For those who don't understand having to stop during a 30 minute Car journey- it's not every journey but does happen frequently. DC doesn't take full feeds & takes very little & often so often wants fed in the car. I imagine likely also because there is nothing to cause a distraction from it. It was suggested by the specialist that bad reflux was the cause but I'm not sure. Either way that's why we can't do a whole large feed before we set off as some of you do who don't understand the feeding during shorter journeys. Sometimes it's not for food- I don't pull over if it's just grizzling. If DC is getting hysterical & beginning to gasp which is generally what happens when the crying goes unanswered for more than a few minutes, I always pull over to check what's wrong. I'm surprised so many people wouldn't. Anyway my post wasn't really asking advice for the 30 minute journeys I do every day without issue rather advice on the much longer journeys but thanks, it's always interesting to hear opinions.

Someone suggested I find new local friends- I have made lots of local mum friends. We're out every day in the car to meet others & do lots of classes. The friends I travel to see are those I have known most of my life so I definitely want to hang onto them too!

Thanks for all the opinions, I'm genuinely really surprised by how able some people are with all the public transport changes but I did want to know if I was being unreasonable not being confident doing so many changes of trains/tubes so it seems I am.

OP posts:
namechange012 · 08/02/2018 20:41

We travelled a lot with our first DC, but I totally understand OP, all those changes would be daunting, especially travelling alone. I tend to worry about these things so do understand. YANBU, you should just do what you're comfortable with, life's too short for unnecessary stress, but I'm lazy Wink.

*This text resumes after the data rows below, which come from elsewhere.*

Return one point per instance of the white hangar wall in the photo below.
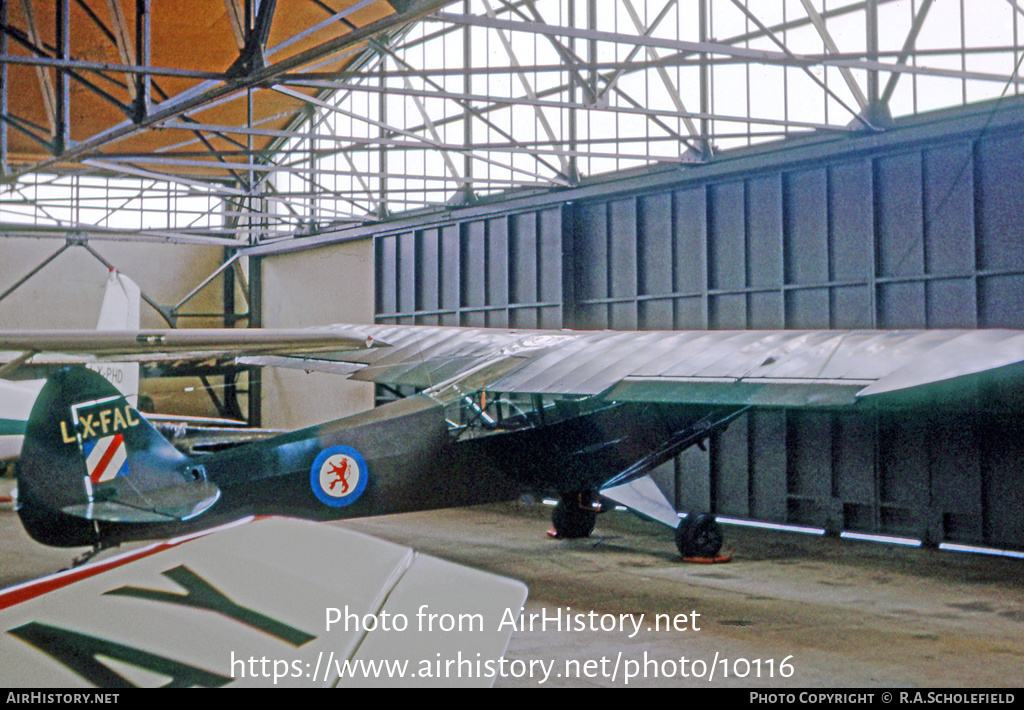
(333, 284)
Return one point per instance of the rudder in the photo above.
(90, 458)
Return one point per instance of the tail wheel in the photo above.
(572, 517)
(698, 536)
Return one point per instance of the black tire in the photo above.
(698, 536)
(572, 521)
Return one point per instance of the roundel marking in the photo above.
(338, 475)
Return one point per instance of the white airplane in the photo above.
(120, 310)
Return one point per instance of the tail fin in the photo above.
(89, 457)
(120, 310)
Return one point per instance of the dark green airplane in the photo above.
(584, 415)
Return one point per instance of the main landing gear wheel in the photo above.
(573, 517)
(698, 535)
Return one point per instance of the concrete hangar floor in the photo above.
(790, 611)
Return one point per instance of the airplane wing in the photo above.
(274, 602)
(718, 368)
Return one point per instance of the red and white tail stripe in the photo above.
(107, 458)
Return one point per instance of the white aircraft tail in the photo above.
(120, 310)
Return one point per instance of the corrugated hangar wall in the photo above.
(922, 226)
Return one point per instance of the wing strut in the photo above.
(679, 442)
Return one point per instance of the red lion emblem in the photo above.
(342, 475)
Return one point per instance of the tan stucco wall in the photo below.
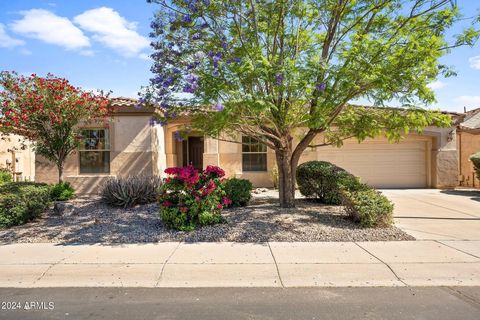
(24, 160)
(132, 145)
(444, 157)
(468, 144)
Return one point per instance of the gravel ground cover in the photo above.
(263, 220)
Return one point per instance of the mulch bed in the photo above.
(94, 222)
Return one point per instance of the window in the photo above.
(254, 155)
(94, 151)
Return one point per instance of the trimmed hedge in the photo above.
(21, 202)
(323, 181)
(62, 192)
(130, 191)
(475, 158)
(368, 207)
(239, 191)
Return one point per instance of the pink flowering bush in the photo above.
(189, 199)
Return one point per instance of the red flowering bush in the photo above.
(189, 199)
(48, 111)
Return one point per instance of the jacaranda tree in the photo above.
(277, 70)
(47, 112)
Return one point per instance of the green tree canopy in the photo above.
(266, 68)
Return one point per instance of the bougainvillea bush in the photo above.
(189, 198)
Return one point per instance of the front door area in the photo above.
(193, 152)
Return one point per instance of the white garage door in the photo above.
(381, 164)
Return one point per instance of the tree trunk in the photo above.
(286, 178)
(60, 172)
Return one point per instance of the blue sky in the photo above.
(103, 44)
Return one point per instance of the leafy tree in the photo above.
(277, 70)
(47, 112)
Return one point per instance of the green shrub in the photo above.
(130, 191)
(239, 191)
(475, 158)
(368, 207)
(323, 180)
(62, 192)
(21, 202)
(189, 199)
(5, 176)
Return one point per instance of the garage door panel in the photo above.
(382, 165)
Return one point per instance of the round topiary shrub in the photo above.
(368, 207)
(239, 191)
(323, 181)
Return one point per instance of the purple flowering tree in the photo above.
(277, 70)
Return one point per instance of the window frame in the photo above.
(109, 145)
(262, 150)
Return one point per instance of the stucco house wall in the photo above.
(468, 144)
(138, 147)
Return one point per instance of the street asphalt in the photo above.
(242, 303)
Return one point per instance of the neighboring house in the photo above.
(468, 133)
(130, 145)
(18, 159)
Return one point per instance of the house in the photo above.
(17, 157)
(468, 136)
(128, 144)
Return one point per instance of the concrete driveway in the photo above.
(432, 214)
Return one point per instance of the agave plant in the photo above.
(131, 190)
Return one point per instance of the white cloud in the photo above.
(6, 41)
(144, 56)
(436, 85)
(474, 62)
(88, 53)
(113, 30)
(46, 26)
(468, 101)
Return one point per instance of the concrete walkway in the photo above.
(432, 214)
(325, 264)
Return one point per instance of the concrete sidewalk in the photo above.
(322, 264)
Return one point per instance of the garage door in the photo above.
(381, 164)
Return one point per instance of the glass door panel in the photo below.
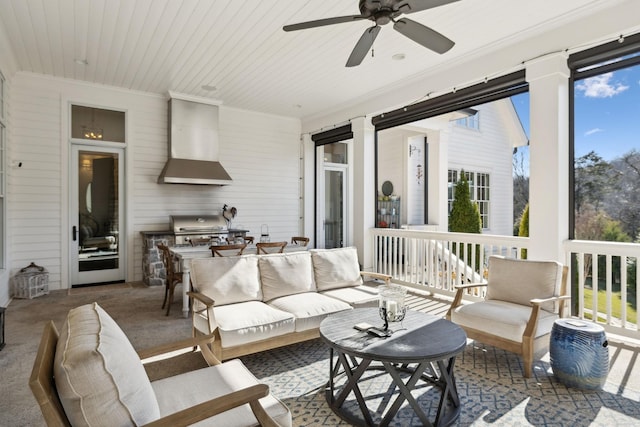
(97, 210)
(334, 207)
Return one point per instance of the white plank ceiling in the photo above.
(239, 47)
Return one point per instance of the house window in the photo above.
(470, 122)
(479, 190)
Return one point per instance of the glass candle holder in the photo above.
(391, 304)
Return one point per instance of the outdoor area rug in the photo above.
(490, 384)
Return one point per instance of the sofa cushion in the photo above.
(355, 296)
(286, 274)
(500, 318)
(227, 280)
(309, 309)
(191, 388)
(98, 374)
(251, 321)
(520, 281)
(336, 268)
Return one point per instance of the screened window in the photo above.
(606, 149)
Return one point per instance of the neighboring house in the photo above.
(481, 144)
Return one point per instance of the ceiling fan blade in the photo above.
(411, 6)
(362, 47)
(425, 36)
(322, 22)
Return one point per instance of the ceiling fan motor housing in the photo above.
(379, 11)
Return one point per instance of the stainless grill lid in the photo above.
(198, 224)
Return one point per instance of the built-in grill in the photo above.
(202, 229)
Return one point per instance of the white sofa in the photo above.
(90, 375)
(257, 302)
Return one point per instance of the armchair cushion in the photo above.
(520, 281)
(500, 318)
(189, 389)
(99, 376)
(336, 268)
(286, 274)
(227, 280)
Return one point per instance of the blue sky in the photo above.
(607, 118)
(607, 113)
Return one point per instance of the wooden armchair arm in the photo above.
(385, 277)
(221, 404)
(202, 298)
(212, 324)
(538, 301)
(162, 349)
(470, 285)
(457, 299)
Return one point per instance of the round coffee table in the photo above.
(423, 346)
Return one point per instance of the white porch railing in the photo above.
(437, 262)
(613, 266)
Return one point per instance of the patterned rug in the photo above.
(490, 385)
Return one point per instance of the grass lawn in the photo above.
(616, 304)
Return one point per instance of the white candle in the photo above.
(392, 309)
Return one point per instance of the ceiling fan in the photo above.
(381, 12)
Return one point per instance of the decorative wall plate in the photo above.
(387, 188)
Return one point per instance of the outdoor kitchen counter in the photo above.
(153, 272)
(186, 253)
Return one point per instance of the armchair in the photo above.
(91, 375)
(523, 300)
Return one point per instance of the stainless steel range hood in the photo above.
(193, 145)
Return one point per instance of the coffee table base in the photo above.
(346, 378)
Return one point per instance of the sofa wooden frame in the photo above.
(226, 353)
(43, 387)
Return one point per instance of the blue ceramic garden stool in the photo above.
(579, 353)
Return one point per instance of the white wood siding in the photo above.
(261, 152)
(488, 150)
(8, 68)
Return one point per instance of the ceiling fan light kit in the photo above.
(381, 12)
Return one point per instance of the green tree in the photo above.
(465, 218)
(593, 178)
(523, 230)
(465, 214)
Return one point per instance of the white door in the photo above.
(331, 203)
(96, 215)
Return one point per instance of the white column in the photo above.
(363, 173)
(308, 179)
(549, 156)
(437, 177)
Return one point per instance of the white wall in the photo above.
(8, 66)
(488, 150)
(260, 152)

lostherenow · 08/02/2018 20:52

I find people either barge past you or are terribly helpful on public transport - there doesn't seem to be a lot of middle ground. We recently went to London for the day - fortunately without a buggy not as littlest one is 3 - but one station did have a big gap, I would say about a foot. That isn't impossible to get off with a pushchair. Just plan properly. Pack all your stuff into a rucksack on your back, have only baby in the buggy, get off backwards, making sure you have locked the wheels of the buggy first. If people see you are on your own the vast majority of the time someone will offer to help. Or you could just ask someone to help you. Most people wont mind. And if they do, they say no. Changing trains isn't a big deal. It just sounds like you aren't very confident. You really don't know how it will go unless you try it. Which ever mode of transport you use, could you try it first with your husband and then go after that on your own?

coffeeforone · 08/02/2018 22:09

I find the tubes fine for buggies and prams(off peak of course) as long as the station has lifts.

But yes some of the train stations are a bit scary at first with the height and gap. If you do the same trains/changes regularly then you can work out which ones will be difficult. Sometimes certain carriages of the same train are closer to the platform so the gap isn’t as big (I think the platform must curve at a slight different angle to the track) so you can use those carriages once you know, i also agree it’s a confidence thing. However 90% of the time someone offers to help, and most of the time the gap is negotiable if you get off backwards. In the hundreds of times I’ve got on/off a train I’ve never been in a situation where BOTH the gap has been impossible AND no one has offered to help at the same time. But if that ever happened I could of course just ask someone to help!